Heiner schmunzelte. "Hatte sie den Tisch denn wenigstens ordentlich gedeckt? Ich meine, wenn man so vornehm und kulturell ist, muss man doch Platzteller haben und Silberbesteck."
"Hat sie alles. Hutschenreuther, Silberleuchter und Damasttücher."
"Auweia. Stoffservietten?"
"Zu aufwändig." Ich grinste boshaft. "Das hab ich ihr auch gleich unter die Nase gerieben. Tafelsilber und Hutschenreuther, hab ich gesagt, aber zu bequem, Servietten zu bügeln."
"Das hast du nicht." Heiner sah mich ungläubig an.
"Doch. Ich konnte es mir einfach nicht verkneifen." Ich grinste. "Aber Jetta meinte, an diesem Abend würde sie ohnehin Perlen vor die Säue werfen. Nächstes Mal, wenn ich wieder da wäre, ohne die Familie, dann will sie Stoffservietten benutzen."

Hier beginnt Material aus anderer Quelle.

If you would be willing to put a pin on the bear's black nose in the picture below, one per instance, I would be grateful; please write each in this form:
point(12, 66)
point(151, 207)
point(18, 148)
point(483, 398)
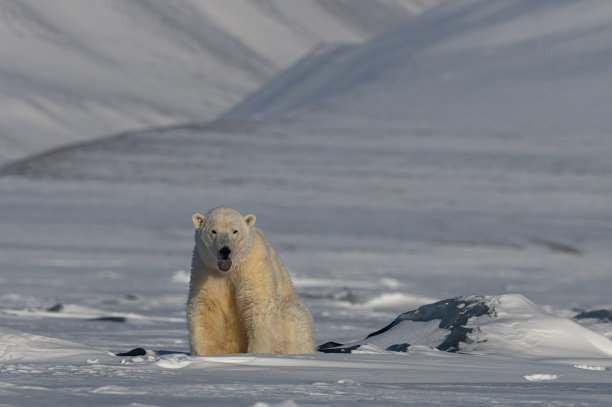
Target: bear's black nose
point(225, 252)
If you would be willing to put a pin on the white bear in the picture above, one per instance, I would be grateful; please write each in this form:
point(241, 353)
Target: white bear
point(241, 298)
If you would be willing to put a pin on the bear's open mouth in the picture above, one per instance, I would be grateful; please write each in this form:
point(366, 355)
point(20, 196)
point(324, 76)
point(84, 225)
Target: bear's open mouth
point(224, 264)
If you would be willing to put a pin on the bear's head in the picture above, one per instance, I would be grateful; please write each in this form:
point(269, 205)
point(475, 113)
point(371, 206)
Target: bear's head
point(223, 237)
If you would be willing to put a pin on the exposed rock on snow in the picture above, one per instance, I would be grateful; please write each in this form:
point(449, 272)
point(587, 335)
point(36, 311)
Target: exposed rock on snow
point(508, 325)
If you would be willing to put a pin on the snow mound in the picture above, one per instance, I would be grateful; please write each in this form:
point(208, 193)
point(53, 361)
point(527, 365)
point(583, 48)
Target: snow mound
point(506, 325)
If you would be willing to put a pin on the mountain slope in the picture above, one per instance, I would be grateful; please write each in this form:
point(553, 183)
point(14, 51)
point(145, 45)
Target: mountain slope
point(73, 70)
point(501, 66)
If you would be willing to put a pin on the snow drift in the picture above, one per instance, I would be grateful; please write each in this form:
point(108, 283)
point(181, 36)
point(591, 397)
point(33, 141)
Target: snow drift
point(507, 325)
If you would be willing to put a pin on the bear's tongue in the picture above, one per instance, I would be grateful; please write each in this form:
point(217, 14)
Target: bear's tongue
point(224, 264)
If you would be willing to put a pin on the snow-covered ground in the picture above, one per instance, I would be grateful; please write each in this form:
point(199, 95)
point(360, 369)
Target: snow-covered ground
point(450, 157)
point(73, 70)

Heiner lachte. "Die hat dich verarscht."
Ich zeigte ihm einen Vogel.
"Und was war sonst noch los?"
"Sie hat immerzu betont, sie sitze in einem goldenen Käfig und alle wären neidisch auf sie, vor allem ihre Kollegen und ihr Chef."
"Weshalb sollte ihr Chef neidisch sein?"
"Was weiß ich, weil sie als einzige Schmuck zu tragen weiß oder weil sie Jetta heißt. Keine Ahnung. Na und ihre Kolleginnen sind halt mit Normalsterblichen verheiratet und nicht mit einem Autohaus-Geschäftsführer."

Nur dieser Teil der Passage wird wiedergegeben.